Greenlight Re is a reinsurance company the investment portfolio of which is managed by David Einhorn, one of the best investors of the current generation. Our investment thesis was founded on the combination of a solid reinsurance business, good results for the investment portfolio achieved with a small exposure to the market, and the company’s willingness and ability to buy back its own shares in case their price would markedly drop below the level of their fundamental value. As time passed, cracks began to appear in our assumptions.
Last year was a bad investment year for David Einhorn. You could say it was even worse than in 2008. This sometimes happens to even the best of investors, and we do not believe that he would all at once have lost his investment abilities. In our eyes, 20 years of good results carries more weight than does 1 bad year. Nevertheless, we were dissuaded by something else. Recently, there has been an increasing number of cases when we did not understand the reasons for some of his investments. We are conscious of the fact that the error could be at our side. After all, Einhorn is a legend and we are still rookie investors of some local importance. Nevertheless, we do not regard it as proper blindly to believe in something without understanding why.
Another reason is that the entire reinsurance sector is facing – and apparently will be facing for a long time into the future – low returns due to there being excess capital deployed in that sector. Finally, there was the realisation that when at the end of last year the shares of Greenlight Re were trading significantly below book value the company could not properly utilise this opportunity to repurchase its shares because, being a reinsurance company, it also had to maintain its capital levels as necessary for covering insurance liabilities.

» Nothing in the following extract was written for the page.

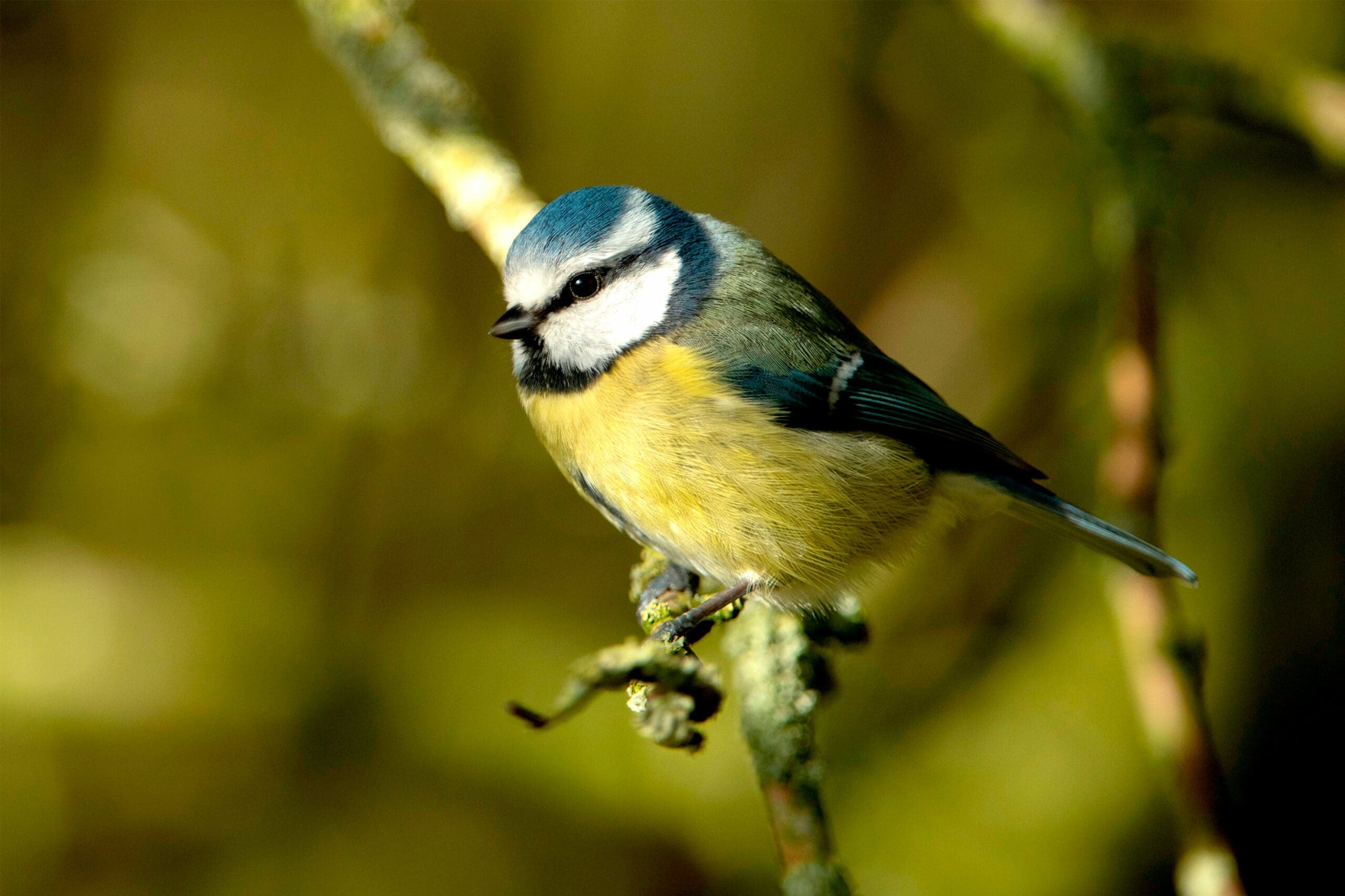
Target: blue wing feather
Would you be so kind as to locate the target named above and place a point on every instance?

Therefore, we decided to sell the shares. We lost 14% on the investment. This is the first title among those we bought in the past 5 years which we sold out of at a loss. Even though we endeavour that all of our individual investments will be profitable, sometimes it is better to accept a loss and redeploy the money elsewhere.
Oaktree Capital is an assets manager specialising primarily in bonds of various types and qualities. It is probably the best firm in the world within its field, and we have great respect for it. Nevertheless, its future returns will be substantially and negatively influenced by persistent low interest rates. It will be better to invest our money elsewhere. We earned 41% on Oaktree.

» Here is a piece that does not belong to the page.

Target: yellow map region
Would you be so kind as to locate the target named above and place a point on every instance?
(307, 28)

We bought two new positions – one in the US and one in the UK. We were most active at the very end of the quarter, when the sharp market reaction to Brexit brought great dislocations in equity prices due to a combination of the initial shock, stop-loss orders, and forced sales. In our opinion, Brexit will be seen in hindsight as a good buying opportunity, just as was the first Greek crisis 5 years ago.
On behalf of the entire Vltava Fund team, I wish you a pleasant summer.